A "grip" is a value that represents a specific value in the debuggee; for some types of values, a grip is an actor. See Grips for details.
eval-in-frame
scopes should provide more information up-front
Source Locations
simple script + line
eval call number + location
Function call number + location
Scope Contours
scopes should include an actor, but provide a lot of information up-front
enumerate
assign
Breakpoints
Watchpoints
Grips
A grip is a value that represents a specific value in the debuggee. A grip has one of the following forms:
value
where value is a string, a number, or a boolean value.
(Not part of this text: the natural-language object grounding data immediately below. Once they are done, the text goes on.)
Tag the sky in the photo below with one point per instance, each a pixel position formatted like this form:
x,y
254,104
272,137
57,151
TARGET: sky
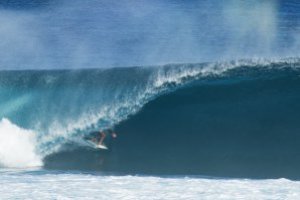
x,y
59,34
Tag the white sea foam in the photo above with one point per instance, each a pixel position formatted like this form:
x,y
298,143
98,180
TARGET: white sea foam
x,y
51,185
17,146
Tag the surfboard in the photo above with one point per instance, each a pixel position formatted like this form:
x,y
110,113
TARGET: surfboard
x,y
96,146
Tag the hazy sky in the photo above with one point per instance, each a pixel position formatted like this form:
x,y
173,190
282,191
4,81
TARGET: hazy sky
x,y
105,33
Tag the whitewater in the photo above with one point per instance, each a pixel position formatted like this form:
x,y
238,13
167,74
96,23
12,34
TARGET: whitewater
x,y
73,185
203,96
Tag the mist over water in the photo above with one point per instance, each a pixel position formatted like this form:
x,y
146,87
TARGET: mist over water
x,y
92,34
228,43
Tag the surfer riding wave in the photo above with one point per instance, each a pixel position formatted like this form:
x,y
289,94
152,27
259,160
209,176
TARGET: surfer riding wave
x,y
98,137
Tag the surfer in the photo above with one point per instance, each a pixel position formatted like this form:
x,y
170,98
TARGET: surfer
x,y
103,135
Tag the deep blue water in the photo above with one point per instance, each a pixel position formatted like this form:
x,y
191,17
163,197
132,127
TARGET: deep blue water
x,y
173,119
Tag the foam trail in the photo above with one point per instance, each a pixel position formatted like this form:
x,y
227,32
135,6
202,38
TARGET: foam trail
x,y
17,146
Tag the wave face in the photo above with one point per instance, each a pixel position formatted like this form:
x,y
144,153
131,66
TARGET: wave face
x,y
236,118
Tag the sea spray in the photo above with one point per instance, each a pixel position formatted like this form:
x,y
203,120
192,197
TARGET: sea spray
x,y
17,146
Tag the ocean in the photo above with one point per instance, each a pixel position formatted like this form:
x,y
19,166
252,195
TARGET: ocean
x,y
203,96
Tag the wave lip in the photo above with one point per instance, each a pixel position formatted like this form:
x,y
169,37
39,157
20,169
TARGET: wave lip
x,y
17,146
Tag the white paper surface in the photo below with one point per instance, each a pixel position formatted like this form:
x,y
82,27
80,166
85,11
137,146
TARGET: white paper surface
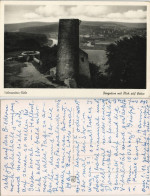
x,y
70,147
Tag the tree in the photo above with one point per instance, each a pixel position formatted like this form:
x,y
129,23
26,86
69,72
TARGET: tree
x,y
127,63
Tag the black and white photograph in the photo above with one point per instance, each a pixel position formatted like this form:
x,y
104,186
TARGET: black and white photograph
x,y
75,46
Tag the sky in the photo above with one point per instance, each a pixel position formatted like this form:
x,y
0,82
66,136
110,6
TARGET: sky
x,y
52,13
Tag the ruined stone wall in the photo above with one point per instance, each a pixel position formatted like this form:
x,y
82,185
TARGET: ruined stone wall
x,y
68,49
84,64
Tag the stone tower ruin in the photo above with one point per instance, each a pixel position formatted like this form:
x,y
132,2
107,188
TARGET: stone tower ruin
x,y
68,50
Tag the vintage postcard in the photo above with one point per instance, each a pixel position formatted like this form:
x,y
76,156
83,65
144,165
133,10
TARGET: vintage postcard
x,y
75,49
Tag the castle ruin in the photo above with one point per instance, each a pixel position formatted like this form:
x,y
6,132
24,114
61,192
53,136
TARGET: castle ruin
x,y
72,62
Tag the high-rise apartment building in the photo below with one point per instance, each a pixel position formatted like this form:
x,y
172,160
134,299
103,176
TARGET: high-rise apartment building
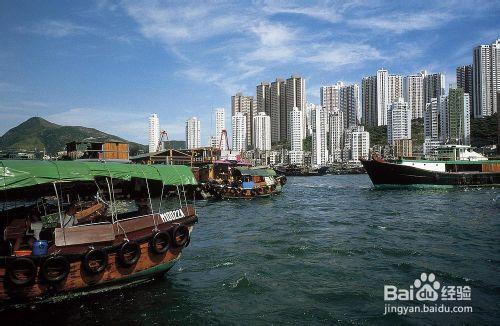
x,y
336,131
359,143
398,121
486,78
239,127
458,117
262,131
382,96
296,151
395,88
434,86
296,97
330,97
349,104
319,119
464,81
220,125
263,99
369,101
454,116
413,91
154,132
245,105
431,120
279,117
193,131
375,98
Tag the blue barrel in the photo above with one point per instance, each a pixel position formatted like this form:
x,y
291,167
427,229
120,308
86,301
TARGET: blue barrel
x,y
40,248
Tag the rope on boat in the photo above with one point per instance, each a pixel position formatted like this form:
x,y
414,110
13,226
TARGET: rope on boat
x,y
114,216
151,202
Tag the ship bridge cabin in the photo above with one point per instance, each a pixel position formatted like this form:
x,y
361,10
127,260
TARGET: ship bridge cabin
x,y
458,153
98,150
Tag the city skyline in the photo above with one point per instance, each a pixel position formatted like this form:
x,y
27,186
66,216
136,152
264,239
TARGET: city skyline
x,y
154,61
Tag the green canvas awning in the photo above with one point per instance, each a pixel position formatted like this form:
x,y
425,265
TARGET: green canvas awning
x,y
261,172
26,173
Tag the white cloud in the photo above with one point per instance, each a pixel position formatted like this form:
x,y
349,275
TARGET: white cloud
x,y
128,125
325,10
403,22
337,55
57,28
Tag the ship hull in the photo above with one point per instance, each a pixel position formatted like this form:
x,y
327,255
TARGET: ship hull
x,y
385,173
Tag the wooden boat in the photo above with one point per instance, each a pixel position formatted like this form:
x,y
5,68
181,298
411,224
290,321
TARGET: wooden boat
x,y
71,236
247,183
294,170
454,165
For these types of values, the grip is simply the JSON form of the value.
{ "type":"null" }
This represents the JavaScript null value. (This representation allows clients implemented in JavaScript to use typeof(grip) == "object" to decide whether the grip is simple or not, as typeof(null) is "object".)
{ "type":"undefined" }
This represents the JavaScript undefined value, which has no representation in JSON.
{ "type":"long-string", "initial":initial, "length":length, "actor":actor }
This represents a very long string (where "very long" is defined at the server's discretion). Initial is the initial portion of the string, length is its length, and actor can be consulted for the rest of the string, as explained below.
{ "type":"object", "class":class-name, "actor":actor }
This represents a JavaScript object whose class is class-name. Actor can be consulted for its contents, as explained below.
All actors appearing in grips are children of the pause actor; their names become invalid when the thread is resumed.
Garbage collection operates below the level of this protocol, and will never free objects visible to the client via the protocol. Thus, actors representing JavaScript objects are effectively garbage collection roots.
If the client wishes to hold a reference to an object in the debuggee across pauses, it must send a request to the grip's actor of the form:
{ "to":grip-actor, "type":"thread-grip" }
where grip-actor is the pause-parented actor from the existing grip. The grip actor will reply:
{ "from":grip-actor, "thread-grip":thread-grip }
where thread-grip is a new grip on the same object, but whose actor is parented by the thread actor, not the pause actor. The client can release this grip by sending the grip actor a request of the form:
{ "to":thread-grip-actor, "type":"release-grip", "grip":grip }
The thread grip actor will reply, simply:
{ "from":thread-grip-actor }
The client may only send messages to grip actors while the thread is paused, even if the grip actors are children of the thread, not the pause.
Objects
can only be manipulated while paused
requests modeled after ES5 object inspection API
special stuff for arrays
special stuff for functions
Long Strings
The client can find the full contents of a long string by sending a request to the long string grip actor of the form:
{ "to":grip-actor, "type":"substring", "start":start, "length":length }
where start and length are integers. This requests the substring length characters long, starting at the start'th character. The actor replies as follows:
{ "from":grip-actor, "substring":string }
where string is the requested portion of the string the actor represents.